RDs in rheumatology are frequently chronic, progressive, and present variable symptoms. Treatment options are often restricted to corticosteroids, presumably because of the scarcity of randomized controlled trials. The estimated combined prevalence is significant and almost double that of ankylosing spondylitis (18/10,000). Thus, healthcare systems should assign RDs similar importance as any other common disease in rheumatology.
罕见病(RDs)在欧洲的发病率低于每 5/10000 人,在美国的发病率低于 200000 人。在风湿病学中,RDs 具有异质性,缺乏系统分类。临床病程涉及多种不同的症状,患者可能会被误诊,得不到适当的治疗。本研究的目的是确定和分类一些最重要的风湿病学 RD。我们还试图确定它们的综合患病率,以更准确地定义这一风湿病学领域,并提高医疗保健系统对 RD 的认识。我们进行了全面的文献检索,并根据特定标准分析了每种疾病,如临床症状、治疗方案、预后和点患病率。如果没有流行病学数据,我们将患病率估计为 1/1000000。所有风湿病学 RD 的总点患病率是通过单独确定的患病率相加得到的。

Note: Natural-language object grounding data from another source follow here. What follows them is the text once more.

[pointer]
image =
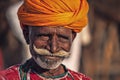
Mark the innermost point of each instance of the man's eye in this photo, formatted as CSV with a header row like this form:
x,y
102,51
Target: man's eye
x,y
62,39
43,37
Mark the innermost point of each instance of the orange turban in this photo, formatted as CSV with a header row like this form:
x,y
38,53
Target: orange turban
x,y
71,14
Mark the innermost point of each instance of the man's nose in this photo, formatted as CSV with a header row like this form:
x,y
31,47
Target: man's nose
x,y
54,44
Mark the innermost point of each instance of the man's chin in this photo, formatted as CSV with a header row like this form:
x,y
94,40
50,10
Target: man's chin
x,y
48,62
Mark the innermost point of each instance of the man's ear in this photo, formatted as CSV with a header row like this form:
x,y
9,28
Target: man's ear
x,y
26,33
73,35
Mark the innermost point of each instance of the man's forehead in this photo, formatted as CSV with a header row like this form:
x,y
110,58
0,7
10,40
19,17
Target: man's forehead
x,y
47,30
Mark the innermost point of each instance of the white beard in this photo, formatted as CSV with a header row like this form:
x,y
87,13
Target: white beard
x,y
47,63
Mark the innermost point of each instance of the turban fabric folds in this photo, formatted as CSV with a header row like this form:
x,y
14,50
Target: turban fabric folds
x,y
71,14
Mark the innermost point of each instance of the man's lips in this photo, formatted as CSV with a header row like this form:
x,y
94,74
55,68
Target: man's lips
x,y
49,57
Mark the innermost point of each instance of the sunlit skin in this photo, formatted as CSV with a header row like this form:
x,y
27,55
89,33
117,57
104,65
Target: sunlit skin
x,y
53,39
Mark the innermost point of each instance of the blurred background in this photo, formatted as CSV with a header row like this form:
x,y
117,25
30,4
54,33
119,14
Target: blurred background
x,y
98,51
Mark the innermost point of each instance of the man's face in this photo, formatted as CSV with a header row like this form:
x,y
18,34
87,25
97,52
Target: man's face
x,y
50,45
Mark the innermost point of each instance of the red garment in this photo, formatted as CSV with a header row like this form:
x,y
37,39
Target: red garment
x,y
1,60
14,73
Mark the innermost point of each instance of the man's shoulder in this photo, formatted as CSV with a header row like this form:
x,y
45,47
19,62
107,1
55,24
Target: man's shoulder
x,y
78,75
9,73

共确定了 76 种综合征和疾病,包括血管炎/血管病(n=15)、关节炎/关节病(n=11)、自身炎症综合征(n=11)、肌炎(n=9)、骨骼疾病(n=11)、结缔组织疾病(n=8)、过度生长综合征(n=3)和其他(n=8)。在这 76 种疾病中,61 种(80%)被归类为慢性疾病,在 27 种情况下(35%)经适当治疗后具有缓解-复发过程。另有 34 种(45%)疾病主要呈进行性,难以控制。皮质类固醇是 49 种(64%)综合征的治疗选择。死亡率各不相同,无法准确确定。有 33 种综合征和疾病有流行病学研究和患病率数据。对于另外 8 种疾病,只有发病数据可用。所有 RD 的患病率总和为 28.8/10000。
风湿病学中的 RD 通常是慢性的、进行性的,表现出不同的症状。治疗选择通常限于皮质类固醇,这可能是由于缺乏随机对照试验。估计的综合患病率显著,几乎是强直性脊柱炎(18/10000)的两倍。因此,医疗保健系统应将 RD 与风湿病学中的任何其他常见疾病一样重视。